HEADLINE: Hizbullah accuses Israel of 'procrastination' on swap


Hizbullah Secretary-General Hassan Nasrallah said late Tuesday he would no longer tolerate Israel's "procrastination" on the impending prisoner swap, threatening that his group would repatriate its men, with or without the exchange.

Hizbullah analysts in Israel saw the comment as an attempt to ratchet up the pressure on Israel, while at the same time brandishing the threat of additional abductions. In return for the release of hundreds of Lebanese, Palestinian, and other Arab prisoners, Israel hopes to bring home Lt.-Col. (res) Elhanan Tannenbaum and the bodies of three soldiers, St.-Sgts. Benny Avraham, Adi Avitan, and Omar Sawayid, who were abducted in October 2000.

"Our message is clear. Time is passing. I want to say clearly that Hizbullah will not bear more procrastination," Nasrallah told followers at a Women Social Solidarity charity organization meeting. He had refrained from mentioning the impending swap for two weeks, following criticism by the German mediators of Israeli and Hizbullah leaks.

"We reiterate and stress our decisive and final commitment in the case of returning these dear prisoners to their families and homes by negotiations or else without negotiations," Reuters quoted Nasrallah as saying.

"Our conditions are clear and final, and our demands are clear and final....

"More procrastination means that the Israelis, in another way, are saying to us that the operation is over and you must move to other choices."

The security establishment takes the threats of "other choices" very seriously, said Eitan Azani, a veteran of the intelligence community and a research fellow at the International Policy Institute for Counter Terrorism.

"This is a threat to kidnap Israelis, nothing more or less," he said.

The threat follows a similar Nasrallah speech in July, when he said he is ready to negotiate, or to begin kidnapping Israelis.

"He is telling us two things here," Azani said. "First, that Israel better get its story straight: Do we want Tannenbaum or not. Second, that he is under internal pressure and is willing to do almost anything to break it, including kidnapping more Israelis."

Hizbullah has traditionally sought to secure prisoner swaps just before major events, such as elections, or currently, Id al-Fitr, the festival ending the Muslim holy month of Ramadan.
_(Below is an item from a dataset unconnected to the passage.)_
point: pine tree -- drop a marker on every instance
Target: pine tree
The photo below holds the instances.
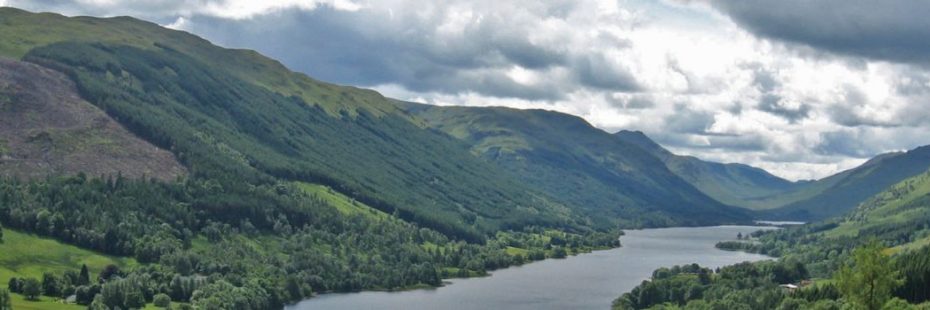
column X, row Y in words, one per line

On Monday, the Lebanese daily Al-Mustaqbal quoted a Hizbullah source as promising to have the Lebanese prisoners home by the last week of November.

According to Matthew Levitt, senior research fellow in Terrorism Studies at the Washington Institute for Near East Policy, Nasrallah's target audience is not in Beirut, but in Jerusalem. "This is his way of lighting a fire under the Israeli politic, because Nasrallah is wary of losing the deal," he said.

With chief Israeli negotiator Ilan Biran off to Germany, Levitt said, Nasrallah is telling Israel that this is the final round of negotiations, that his time and patience are running out.

Prime Minister Ariel Sharon has said he fully supports the deal. However, dissent over its price has mounted since the High Court of Justice lifted a ban on publishing the events leading to Tannenbaum's abduction.

A public outcry arose over Tannenbaum's tarnished past and the dubious business scheme that led him into the hands of Iranian and Hizbullah agents in Abu Dhabi.

"All this talk about Tannenbaum's worthlessness makes Nasrallah very uncomfortable," Levitt said.

Sharon has kept his cabinet out of the negotiating process, refusing to reveal many parameters of the deal.

Sources close to him say he fears that his ministers might leak critical elements that would generate much criticism, both in Israel and from the German mediators.

Others have said Sharon is concerned that Israel's concessions to repatriate Tannenbaum might make the deal difficult to swallow for the Israeli public.